Following a decision by the Therapeutic Goods Administration, medical marijuana will become formally legal in Australia this fall. In a decision published at the end of August, the delegate announced that medicinal cannabis will be considered legal beginning November 1, but there will likely be a delay for patients as the country sets up a national regulatory system.
Australia had previously approved cannabis clinical trials, which according to The Sydney Morning Herald “have shown moderate quality evidence the substance can help treat chronic pain and spasticity and potentially reduce chemotherapy-related nausea.”

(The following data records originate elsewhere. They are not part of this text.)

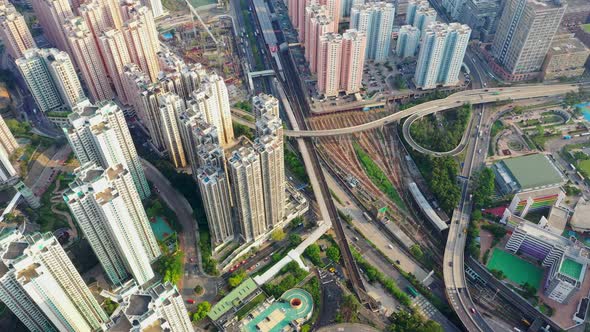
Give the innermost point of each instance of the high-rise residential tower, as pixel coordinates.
(340, 62)
(51, 15)
(423, 16)
(329, 58)
(213, 101)
(413, 6)
(160, 308)
(454, 7)
(14, 31)
(8, 146)
(317, 24)
(524, 35)
(269, 145)
(51, 78)
(171, 105)
(333, 11)
(109, 198)
(265, 104)
(214, 188)
(155, 6)
(353, 59)
(100, 135)
(7, 171)
(407, 41)
(41, 286)
(375, 19)
(85, 52)
(246, 182)
(142, 41)
(101, 15)
(82, 202)
(441, 55)
(7, 140)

“The aim of the decision is to provide genuine patients access to a safe, legal and sustainable supply of locally produced products for the management of painful and chronic conditions,” the TGA wrote on its site.
The final TGA decision will move medical marijuana from a Schedule 9 entry to a Schedule 8 entry. Under the Narcotics Drugs Act 1967, there are 10 classifications of substances, with 10 considered the most dangerous. Medical marijuana will join codeine, morphine and dilaudid as a Schedule 8 entry, which include substances and products that are specifically for medicinal purposes and require a prescription from a medical doctor. Rescheduling medical marijuana was initially proposed at a March 2016 meeting of the Advisory Committee on Medicines Scheduling (ACMS).
The scheduling changes will take effect once the new Poisons Standard is published in November. Marijuana for non-medicinal purposes will remain illegal throughout Australia.